Some common ways to bound state variables in an EKF (sorry, no KF) are the following:

If x is the state and we augment it to the bounded state x'.

1. To force a bound such as x > a we define a new state x' = exp(x) + a. This will never less than a as exp(x) -> 0 as x -> -inf. This also holds for negative constraints where x < -a => x' = - exp(x) - a

2. If you want to have a low/upper bound on a state such as a < x < b: This can be achieved with a Sigmoid function, the most popular (in my experience) is x' = tanh(x) which will bound x to (-1, 1). Now it is a simple step to generalize to a < x < b as we need to scale it to the appropriate size and offset it as x' = tanh(x)*(b-a)/2 + (a+b)/2. So when tanh(x) = -1 we get a and when tanh(x) = 1 we get b, successfully implementing the desired bound.

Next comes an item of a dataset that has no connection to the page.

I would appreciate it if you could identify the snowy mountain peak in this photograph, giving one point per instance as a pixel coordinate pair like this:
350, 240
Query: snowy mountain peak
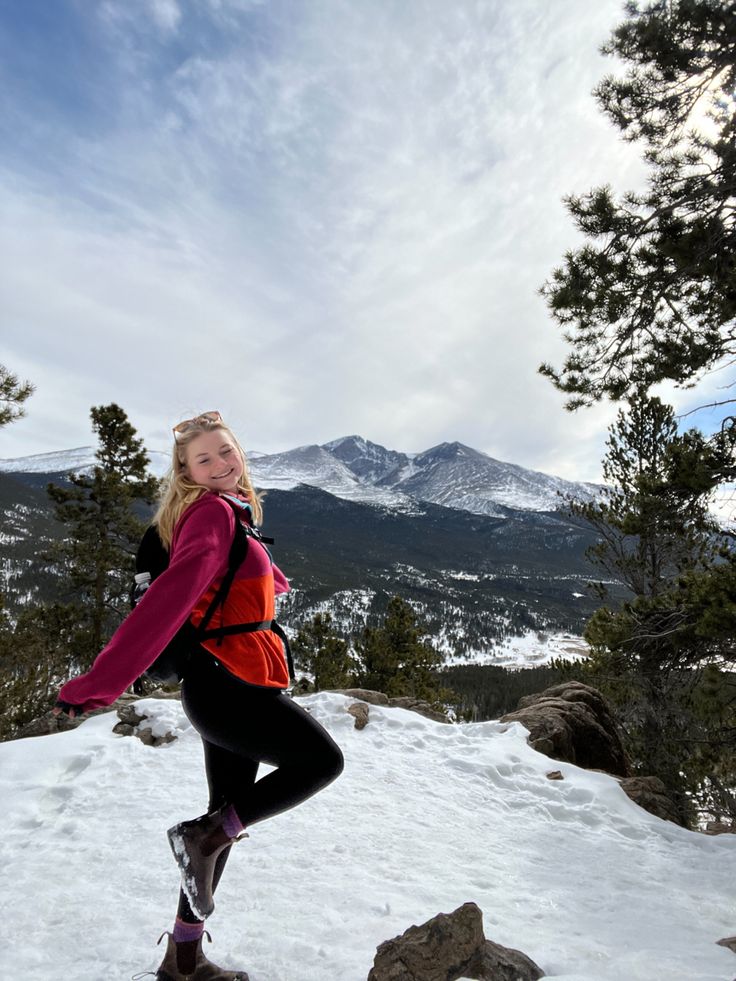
352, 467
449, 451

And this usually covers the majority of bounds and their respective derivatives are acceptable. Hope it helps!

Answer 4

It's easy to do this in a UKF (unscented Kalman filter) by simply constraining the sigma points (those are the points you generate that approximate the Gaussian distribution of your state with errors taken into account).

For an EKF you can find papers about how to project the state space back onto the constraint boundary. The complexity comes from two factors:

• If you have a multi-variable constraint (e.g. 2D distance), then you want to move the related variables in a meaningful way.
• When you update one state variable, you want to reflect that change in the other state variables that are related to it through the covariance matrix. For example, if your state included velocity and position, a measurement might result in a little correction to velocity, and a little to position. If your constraint limits the velocity after an update, you want to make a related change to position.

Answer 5

One mechanism is to create an artificial measurement. In this case, if the estimate falls below zero, process a 'measurement' to pull it in. So if the estimate is -x, process an artificial measurement of 'x' with a measurement noise value of x^2. One obvious drawback is the distortion of the covariance estimate for the state variable.

A second method it to transform the state-vector and covariance matrix to a space where the constraint does not exist. For example, the filter could be operating in logarithmic space. The filter can produce positive or negative values, but when converted back to the normal space by the transform x' = e^x, all values are positive. This precludes generating a negative estimate, but of course the covariance matrix is now a description of the second-order statistics in logarithmic space, which may not be an accurate representation of the true statistics. To move to the other space for the filter, all the model matrices must be transformed, transition matrix, measurement Jacobian, and process and measurement noise matrices.